How to yield better and more accurate results?

### Description

I’ve been experimenting with the single-control inference examples from cosmos-transfer1, using both the Edge and Vis control branches.
I’m getting good visual results, but I'd like to understand how to target specific elements of the scene and achieve consistent outcomes.

### Steps taken

I ran both official examples from the documentation:

Example 1: Single Control (Edge)

```
PYTHONPATH=$(pwd) torchrun --nproc_per_node=$NUM_GPU --nnodes=1 --node_rank=0 cosmos_transfer1/diffusion/inference/transfer.py \
    --checkpoint_dir $CHECKPOINT_DIR \
    --video_save_folder outputs/example1_single_control_edge \
    --controlnet_specs assets/inference_cosmos_transfer1_single_control_edge.json \
    --offload_text_encoder_model \
    --offload_guardrail_models \
    --num_gpus $NUM_GPU
```

Example 2: Single Control (Vis)

```
PYTHONPATH=$(pwd) torchrun --nproc_per_node=$NUM_GPU --nnodes=1 --node_rank=0 cosmos_transfer1/diffusion/inference/transfer.py \
    --checkpoint_dir $CHECKPOINT_DIR \
    --video_save_folder outputs/example1_single_control_vis \
    --controlnet_specs assets/inference_cosmos_transfer1_single_control_vis.json \
    --offload_text_encoder_model \
    --offload_guardrail_models \
    --num_gpus $NUM_GPU
```

**Guardrail: disabled for shorter prompts**

### What I Tried

1. Used both a Canny-edge-only video and a regular RGB video as input.
2. Tried distilled model.
3. Tested with long descriptive prompts and short minimal prompts.
4. Had to disable the guardrail to run shorter prompts.

### Prompts Used

Long prompt:

> “"The video is set in a modern, well-lit office environment with a sleek, minimalist design.

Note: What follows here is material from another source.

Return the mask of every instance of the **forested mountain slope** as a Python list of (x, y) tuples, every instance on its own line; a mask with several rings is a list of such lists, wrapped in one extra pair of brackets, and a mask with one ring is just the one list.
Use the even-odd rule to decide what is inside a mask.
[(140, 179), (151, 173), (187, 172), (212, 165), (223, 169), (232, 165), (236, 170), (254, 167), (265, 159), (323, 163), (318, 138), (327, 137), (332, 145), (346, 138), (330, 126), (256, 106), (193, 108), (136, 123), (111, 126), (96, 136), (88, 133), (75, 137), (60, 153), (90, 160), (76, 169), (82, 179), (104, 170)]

The background features several people working at desks, indicating a busy workplace atmosphere. The main focus is on a robotic interaction at a counter. Two robotic arms, each wearing genuine brown leather baseball gloves with deep pockets and visible lacing, are seen handling a red and white patterned coffee cup with a black lid. The baseball gloves are oversized and padded, covering the robotic grippers completely with tan leather material and traditional webbing between the thumb and fingers. The arms are positioned in front of a woman who is standing on the opposite side of the counter..."”

Short prompts:

> “A robotic arm with a hand wearing a bulky tuscan red leather glove”

> “Two robotic arms wearing brown leather baseball gloves hand a coffee cup to a woman at an office counter"

### Some of the outputs
Most noticable is that the gloves does not take the prompted color of either brown or tuscany red.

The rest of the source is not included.